The European Union had warned that Bosnia would not be allowed to sign the Stability and Association Agreement, the first step to join the EU, until it agrees to unify Bosnia's ethnically separate police forces.

It was reported that a member of the Bosnian Presidency Haris Silajdzic and political leader of the Serbians living in Bosnia,Milorad Dodik,signed the agreement proposed by the International Community's High Representative in Bosnia, Slovak diplomat Miroslav Lajcak.

"We hope this protocol would be good enough for Bosnia to sign the Stability and Association Agreement with the European Union," Bosnian Presidency member Haris Silajdzic said.

"This agreement does not answer all questions, but we want the police reform and of course we want to reform Bosnia," said Silajdzic, who first rejected Lajcak's reform proposal as unacceptable.

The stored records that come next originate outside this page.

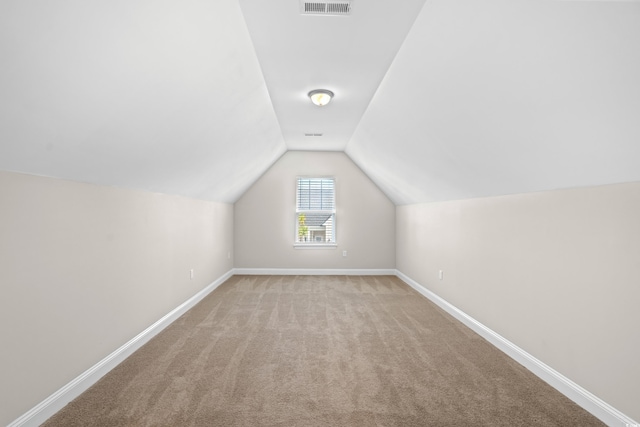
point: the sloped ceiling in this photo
(435, 100)
(164, 96)
(499, 97)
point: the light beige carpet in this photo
(319, 351)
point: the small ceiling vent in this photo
(325, 7)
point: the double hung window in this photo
(315, 211)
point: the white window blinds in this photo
(315, 211)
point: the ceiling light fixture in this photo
(320, 97)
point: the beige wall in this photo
(265, 217)
(557, 273)
(85, 268)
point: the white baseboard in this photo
(314, 272)
(48, 407)
(600, 409)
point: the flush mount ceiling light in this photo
(320, 97)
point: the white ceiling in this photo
(435, 100)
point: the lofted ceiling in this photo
(434, 100)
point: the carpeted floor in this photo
(319, 351)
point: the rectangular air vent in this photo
(325, 7)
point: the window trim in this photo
(310, 244)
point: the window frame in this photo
(311, 244)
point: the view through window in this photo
(315, 211)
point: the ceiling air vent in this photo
(325, 7)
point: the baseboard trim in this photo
(48, 407)
(596, 406)
(314, 272)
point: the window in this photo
(315, 211)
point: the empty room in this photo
(344, 213)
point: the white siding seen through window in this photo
(315, 211)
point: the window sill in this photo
(315, 245)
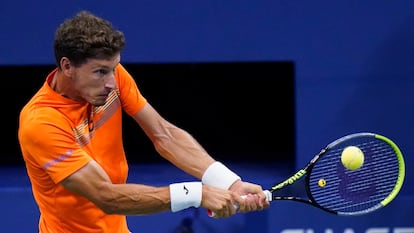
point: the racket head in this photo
(360, 191)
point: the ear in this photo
(66, 66)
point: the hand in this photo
(253, 197)
(220, 202)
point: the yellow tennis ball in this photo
(352, 157)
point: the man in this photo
(71, 140)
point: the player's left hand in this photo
(253, 196)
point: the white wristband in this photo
(219, 176)
(185, 195)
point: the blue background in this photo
(354, 69)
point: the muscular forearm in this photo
(181, 149)
(133, 199)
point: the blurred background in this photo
(263, 85)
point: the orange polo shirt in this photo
(58, 136)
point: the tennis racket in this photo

"If we decided otherwise, we would have decided against a European future," he added.

At the end of the 1992-1995 Serbian,Monternegrin and Croatian aggressions against Bosnia, Bosnia was internally divided into two administrative entities : the FBIH and the genocidal Serbian creature in Bosnia "the RS", each with their own separate police forces.

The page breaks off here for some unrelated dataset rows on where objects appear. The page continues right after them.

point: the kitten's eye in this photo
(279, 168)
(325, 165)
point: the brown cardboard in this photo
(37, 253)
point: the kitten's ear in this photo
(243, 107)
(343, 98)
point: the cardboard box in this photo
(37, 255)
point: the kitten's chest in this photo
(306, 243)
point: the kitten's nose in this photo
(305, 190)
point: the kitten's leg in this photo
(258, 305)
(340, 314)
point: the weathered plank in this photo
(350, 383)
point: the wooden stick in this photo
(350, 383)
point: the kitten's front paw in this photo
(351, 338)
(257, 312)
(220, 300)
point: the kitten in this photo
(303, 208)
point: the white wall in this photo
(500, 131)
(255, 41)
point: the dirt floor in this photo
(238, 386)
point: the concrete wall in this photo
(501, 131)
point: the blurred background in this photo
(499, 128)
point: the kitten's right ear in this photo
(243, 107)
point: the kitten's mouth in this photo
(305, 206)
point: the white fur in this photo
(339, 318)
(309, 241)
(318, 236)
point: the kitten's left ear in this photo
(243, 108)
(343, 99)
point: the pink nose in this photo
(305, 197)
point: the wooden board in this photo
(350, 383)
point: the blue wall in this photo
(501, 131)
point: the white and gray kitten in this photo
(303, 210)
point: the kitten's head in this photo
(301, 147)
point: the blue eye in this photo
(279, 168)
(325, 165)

The European Union has insisted the police be organized at the Bosnian state level, financed from a single budget and free of political bias.

It made the reform a key condition for Bosnia to sign the Stabilisation and Association Agreement (SAA), the first step on the long road to full membership of the EU.

The Office of the International Community's High Representative in Bosnia (OHR) confirmed it had received the Dodik-Silajdzic protocol, which would be studied by the relevant EU institutions. The office advised caution.

"We would urge everyone to refrain from interpreting the document as only the European Commission can give an opinion whether this document is in line with the three EU principles," OHR's spokesman stated.

Bosnians first rejected Lajcak's plan, saying it fell short of unifying the ethnically separate police forces. The Serbians living in Bosnia said they would not give up their own force.

Experts representing their respective political parties had earlier yesterday failed to agree on the technical criteria for the reform.

But,Bosnian Presidency member Haris Silajdzic said that political leaders realized at the end that they needed to pursue reforms in order to achieve their common goal - enabling Bosnia to join the EU.